Türkiye ev ödevini henüz tam olarak yapmadı. Avrupa Birliği’nin siyasi
kriterlerine ulaşmak için iki buçuk yıl önce bir reform süreci başlattı ve
önemli bir mesafe kat etti ama bu süreç henüz tamamlanmadı. Bu reformların amacı,
Türkiye’de demokrasiyi tüm kurum ve kurallarıyla çalıştırmak ve Türkiye’yi
istikrarlı bir demokrasi haline getirmekti ama… Gerekli yasal değişikliklerin
yapılması ya da değiştirilen yasaların hayata geçirilmesi, uygulanması açısından
hâlâ bazı eksiklikler var.

Avrupa Birliği daha hangi yasal değişiklikleri yapmasını bekliyor Türkiye’den?

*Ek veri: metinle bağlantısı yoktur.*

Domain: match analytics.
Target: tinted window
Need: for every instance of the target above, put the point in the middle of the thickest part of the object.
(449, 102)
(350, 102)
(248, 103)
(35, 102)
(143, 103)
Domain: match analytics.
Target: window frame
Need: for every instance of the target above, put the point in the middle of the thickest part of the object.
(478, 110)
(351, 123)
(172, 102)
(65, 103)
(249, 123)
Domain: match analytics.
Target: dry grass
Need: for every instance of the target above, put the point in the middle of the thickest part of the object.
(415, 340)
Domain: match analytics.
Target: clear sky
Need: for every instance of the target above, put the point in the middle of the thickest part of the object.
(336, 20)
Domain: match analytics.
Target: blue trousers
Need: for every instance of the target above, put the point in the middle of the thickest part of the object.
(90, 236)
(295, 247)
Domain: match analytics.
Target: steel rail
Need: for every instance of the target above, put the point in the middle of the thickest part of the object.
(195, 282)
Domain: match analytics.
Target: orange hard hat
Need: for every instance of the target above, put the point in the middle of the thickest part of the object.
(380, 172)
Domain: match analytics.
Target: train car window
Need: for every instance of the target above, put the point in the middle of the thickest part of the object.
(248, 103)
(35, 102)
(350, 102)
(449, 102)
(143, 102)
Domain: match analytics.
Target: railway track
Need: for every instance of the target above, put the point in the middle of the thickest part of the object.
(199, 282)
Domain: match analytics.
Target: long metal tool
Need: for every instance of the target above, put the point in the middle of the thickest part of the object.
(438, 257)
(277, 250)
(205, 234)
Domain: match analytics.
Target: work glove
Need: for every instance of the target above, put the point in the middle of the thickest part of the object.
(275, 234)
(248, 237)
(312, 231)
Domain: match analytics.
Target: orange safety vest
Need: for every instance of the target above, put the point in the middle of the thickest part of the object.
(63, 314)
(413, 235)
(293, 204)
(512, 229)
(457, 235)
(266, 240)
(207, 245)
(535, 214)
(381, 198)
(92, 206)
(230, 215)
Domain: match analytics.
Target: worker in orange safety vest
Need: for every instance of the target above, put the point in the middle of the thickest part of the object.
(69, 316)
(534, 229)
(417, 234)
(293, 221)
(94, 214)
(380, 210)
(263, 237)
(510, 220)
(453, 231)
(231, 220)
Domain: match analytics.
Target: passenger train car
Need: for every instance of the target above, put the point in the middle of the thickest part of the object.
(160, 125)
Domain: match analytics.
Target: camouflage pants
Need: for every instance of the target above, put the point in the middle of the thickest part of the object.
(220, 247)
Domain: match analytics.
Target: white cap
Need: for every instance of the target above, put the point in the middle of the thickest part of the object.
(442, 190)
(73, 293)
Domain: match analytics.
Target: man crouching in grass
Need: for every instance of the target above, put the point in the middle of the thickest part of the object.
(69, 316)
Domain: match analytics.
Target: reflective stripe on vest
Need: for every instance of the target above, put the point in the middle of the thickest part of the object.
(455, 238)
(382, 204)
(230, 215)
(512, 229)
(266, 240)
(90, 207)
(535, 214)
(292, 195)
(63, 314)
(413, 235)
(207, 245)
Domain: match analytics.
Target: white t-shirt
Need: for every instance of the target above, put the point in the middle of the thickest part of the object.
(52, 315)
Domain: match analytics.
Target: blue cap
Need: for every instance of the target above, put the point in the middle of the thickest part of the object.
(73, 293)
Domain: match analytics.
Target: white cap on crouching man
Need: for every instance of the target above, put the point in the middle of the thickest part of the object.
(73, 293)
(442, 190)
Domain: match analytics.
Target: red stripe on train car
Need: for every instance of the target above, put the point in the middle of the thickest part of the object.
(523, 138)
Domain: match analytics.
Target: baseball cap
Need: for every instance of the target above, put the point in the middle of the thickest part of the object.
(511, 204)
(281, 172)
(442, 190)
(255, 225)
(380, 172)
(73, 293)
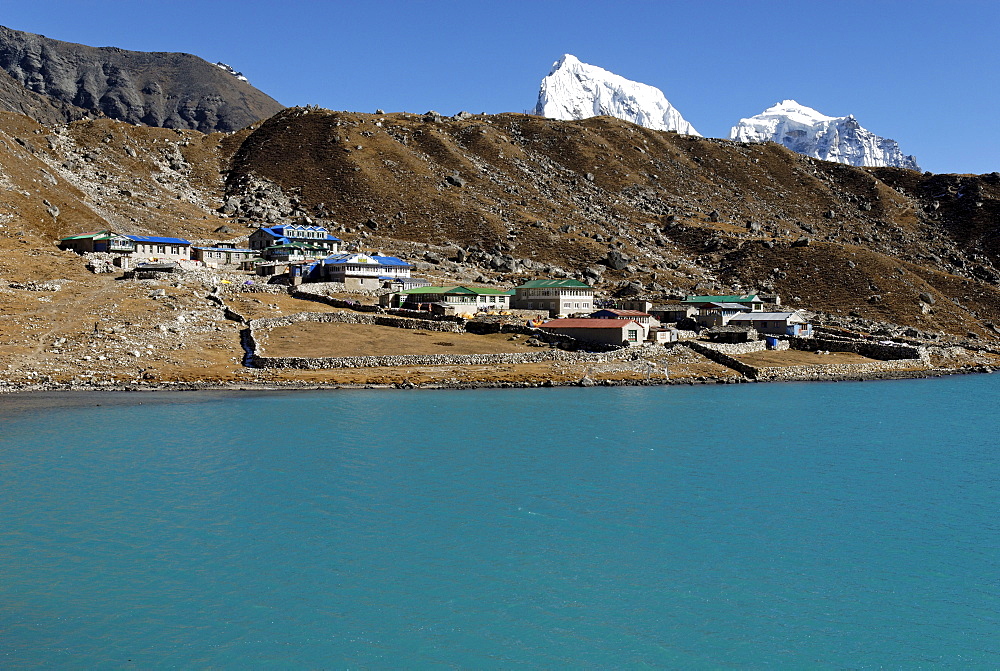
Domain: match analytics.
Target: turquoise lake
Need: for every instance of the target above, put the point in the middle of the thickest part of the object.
(840, 526)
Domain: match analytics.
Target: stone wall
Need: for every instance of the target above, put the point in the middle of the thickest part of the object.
(866, 348)
(404, 360)
(917, 360)
(737, 348)
(316, 297)
(721, 358)
(352, 318)
(258, 359)
(850, 371)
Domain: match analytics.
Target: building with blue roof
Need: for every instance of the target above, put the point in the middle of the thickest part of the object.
(154, 248)
(360, 271)
(221, 256)
(289, 234)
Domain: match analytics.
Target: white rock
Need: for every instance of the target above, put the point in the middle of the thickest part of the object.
(806, 131)
(575, 90)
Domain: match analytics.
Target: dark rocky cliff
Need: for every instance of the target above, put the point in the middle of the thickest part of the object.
(170, 90)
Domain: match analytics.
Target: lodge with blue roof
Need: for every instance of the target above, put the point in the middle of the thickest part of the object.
(316, 237)
(155, 248)
(362, 272)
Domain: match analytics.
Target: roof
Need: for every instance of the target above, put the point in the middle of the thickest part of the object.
(297, 245)
(728, 306)
(94, 234)
(479, 291)
(588, 324)
(279, 231)
(746, 298)
(622, 313)
(344, 258)
(163, 241)
(766, 316)
(542, 284)
(730, 329)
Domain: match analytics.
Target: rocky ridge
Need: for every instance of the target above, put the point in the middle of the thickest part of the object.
(170, 90)
(806, 131)
(574, 90)
(483, 199)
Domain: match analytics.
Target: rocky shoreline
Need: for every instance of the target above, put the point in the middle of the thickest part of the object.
(147, 387)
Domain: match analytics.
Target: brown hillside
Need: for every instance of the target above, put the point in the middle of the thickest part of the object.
(514, 196)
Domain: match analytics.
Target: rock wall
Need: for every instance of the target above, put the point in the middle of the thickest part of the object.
(405, 360)
(866, 348)
(737, 348)
(722, 358)
(352, 318)
(848, 371)
(257, 358)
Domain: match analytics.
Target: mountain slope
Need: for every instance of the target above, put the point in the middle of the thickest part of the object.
(502, 198)
(806, 131)
(169, 90)
(573, 90)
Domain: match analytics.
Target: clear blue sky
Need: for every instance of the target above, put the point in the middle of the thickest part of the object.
(922, 73)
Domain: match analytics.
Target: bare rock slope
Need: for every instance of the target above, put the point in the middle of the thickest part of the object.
(171, 90)
(503, 198)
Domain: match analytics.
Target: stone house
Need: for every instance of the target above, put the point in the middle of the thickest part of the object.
(644, 319)
(98, 241)
(559, 297)
(292, 252)
(362, 272)
(775, 323)
(753, 302)
(732, 334)
(599, 331)
(314, 236)
(154, 248)
(221, 256)
(462, 299)
(719, 314)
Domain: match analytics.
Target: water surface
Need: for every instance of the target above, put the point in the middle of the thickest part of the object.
(847, 525)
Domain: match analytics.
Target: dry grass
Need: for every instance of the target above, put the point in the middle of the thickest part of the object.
(791, 357)
(319, 339)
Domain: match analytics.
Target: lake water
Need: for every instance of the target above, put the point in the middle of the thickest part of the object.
(847, 525)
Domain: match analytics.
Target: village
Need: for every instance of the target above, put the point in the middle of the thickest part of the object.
(565, 324)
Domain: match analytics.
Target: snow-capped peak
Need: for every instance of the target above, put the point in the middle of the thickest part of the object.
(232, 71)
(575, 90)
(806, 131)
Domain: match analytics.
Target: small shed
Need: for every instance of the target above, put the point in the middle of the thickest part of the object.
(732, 334)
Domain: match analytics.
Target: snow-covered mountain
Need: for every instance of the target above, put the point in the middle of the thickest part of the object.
(232, 71)
(575, 90)
(806, 131)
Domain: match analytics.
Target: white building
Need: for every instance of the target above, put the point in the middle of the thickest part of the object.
(559, 297)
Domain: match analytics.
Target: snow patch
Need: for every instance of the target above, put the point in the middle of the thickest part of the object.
(806, 131)
(233, 72)
(575, 90)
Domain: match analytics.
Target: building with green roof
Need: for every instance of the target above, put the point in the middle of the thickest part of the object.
(463, 299)
(752, 301)
(98, 241)
(560, 297)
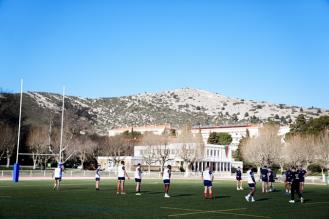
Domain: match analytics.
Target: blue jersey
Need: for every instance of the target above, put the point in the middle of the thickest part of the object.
(271, 176)
(294, 177)
(288, 176)
(301, 174)
(238, 173)
(264, 174)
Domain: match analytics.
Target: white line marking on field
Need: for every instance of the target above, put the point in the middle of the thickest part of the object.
(64, 185)
(316, 203)
(224, 211)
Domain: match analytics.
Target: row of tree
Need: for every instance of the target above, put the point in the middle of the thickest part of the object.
(297, 148)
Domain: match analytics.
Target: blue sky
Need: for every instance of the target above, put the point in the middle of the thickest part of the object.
(276, 50)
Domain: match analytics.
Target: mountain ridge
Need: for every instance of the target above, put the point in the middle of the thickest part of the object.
(176, 107)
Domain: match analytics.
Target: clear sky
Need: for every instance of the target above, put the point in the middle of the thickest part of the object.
(273, 50)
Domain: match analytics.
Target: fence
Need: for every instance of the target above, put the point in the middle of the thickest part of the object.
(74, 173)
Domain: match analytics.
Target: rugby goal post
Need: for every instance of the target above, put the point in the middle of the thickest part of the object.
(16, 167)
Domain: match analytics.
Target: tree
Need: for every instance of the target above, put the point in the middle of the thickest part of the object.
(149, 155)
(263, 149)
(73, 126)
(86, 148)
(191, 148)
(162, 151)
(312, 126)
(7, 141)
(116, 147)
(294, 153)
(322, 150)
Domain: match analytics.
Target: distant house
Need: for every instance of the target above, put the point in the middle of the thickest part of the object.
(155, 129)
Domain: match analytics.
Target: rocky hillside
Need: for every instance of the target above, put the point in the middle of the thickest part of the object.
(177, 107)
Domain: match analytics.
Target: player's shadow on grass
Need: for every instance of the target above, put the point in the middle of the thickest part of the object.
(307, 200)
(154, 193)
(221, 196)
(262, 199)
(181, 195)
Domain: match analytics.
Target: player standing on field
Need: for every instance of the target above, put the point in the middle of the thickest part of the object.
(301, 173)
(295, 186)
(251, 184)
(264, 178)
(166, 175)
(239, 179)
(138, 179)
(98, 176)
(121, 178)
(271, 179)
(58, 176)
(207, 177)
(288, 181)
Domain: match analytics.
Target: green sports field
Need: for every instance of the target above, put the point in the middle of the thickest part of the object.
(78, 199)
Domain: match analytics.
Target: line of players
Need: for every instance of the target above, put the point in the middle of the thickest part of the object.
(294, 181)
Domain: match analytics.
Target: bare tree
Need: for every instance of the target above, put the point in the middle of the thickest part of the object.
(7, 141)
(265, 149)
(322, 151)
(149, 155)
(191, 149)
(294, 153)
(162, 151)
(86, 148)
(72, 128)
(116, 147)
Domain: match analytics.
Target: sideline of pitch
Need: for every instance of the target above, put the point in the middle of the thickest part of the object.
(42, 178)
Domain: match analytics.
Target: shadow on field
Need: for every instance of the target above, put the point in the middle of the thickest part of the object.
(154, 193)
(262, 199)
(181, 195)
(307, 200)
(221, 196)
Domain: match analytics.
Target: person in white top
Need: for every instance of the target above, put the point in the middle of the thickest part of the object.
(252, 185)
(207, 177)
(98, 176)
(138, 179)
(166, 175)
(58, 176)
(121, 178)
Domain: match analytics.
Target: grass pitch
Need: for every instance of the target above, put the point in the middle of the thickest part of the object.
(79, 199)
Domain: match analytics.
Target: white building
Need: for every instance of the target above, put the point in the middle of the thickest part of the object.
(217, 156)
(155, 129)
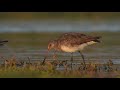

Bazı anayasal değişikliklerin yapılması bekleniyor. Mesela YÖK ve RTÜK gibi
kurumların yönetiminde bundan sonra ordunun temsilci bulundurmamasını sağlayacak
yasal değişiklikler yapılması gerekiyor.

Türkiye’de Avrupa Birliği’ne karşı olanlar var ama halkın çok büyük bir
çoğunluğu ve hükümet, Avrupa Birliği’ni istiyor. Avrupalıların çoğunluğunun da
Türkiye’yi istediğini söyleyebilir misiniz? Yoksa bizimki tek taraflı bir aşk mı?

Avrupa kamuoyunun çoğunluğu, Türkiye’nin üyeliğiyle ilgili olarak kuşkucu ve
negatif bir tavır içinde. Ama bu olumsuz hava değiştirilebilir bir şey. Çünkü
Türkiye reformlarıyla ve dönüşümüyle Avrupa’da olumlu haberler
üreten bir ülke konumuna geldikçe, Avrupa kamuoyu da Türkiye’nin bir gün AB
üyesi olabileceği fikrine alışmaya başlayacak. Nitekim, AB ülkelerinin
hükümetlerinin tavrı son iki yıldır kamuoyununkinden çok farklı.

Hangi yönden farklı?

Avrupa ülkelerinin yönetimleri de, iki yıl öncesine kadar Türkiye’nin
üyeliğine kuşkuyla bakıyordu. Ama 2002 yazından bu yana, Türkiye’de çok
önemli gelişmeler yaşandığını gördüler ve Türkiye’yle ilgili görüşlerini,
algılamalarını, tavırlarını değiştirdiler. Türkiye’ye bakışlarını
değiştirmelerinde, özellikle 2002 seçimlerinden sonra kurulan AKP hükümetinin
Türkiye’yi AB standartlarına ulaştırma yönünde ortaya koyduğu politika ve
kararlılık büyük rol oynadı. Bu hükümetin AB’ye uyum yönünde yaptığı çalışmaları
nefes kesici buldular. Gerçekten Türkiye ilk kez AB standartlarına
erişebileceğini ve AB’ye üye olabileceğini ciddi bir şekilde ortaya koydu.
Nitekim görüyoruz, hayatın her alanında yasalar değişiyor.

Avrupa’da Türkiye’yi istemeyenler niye istemiyor peki?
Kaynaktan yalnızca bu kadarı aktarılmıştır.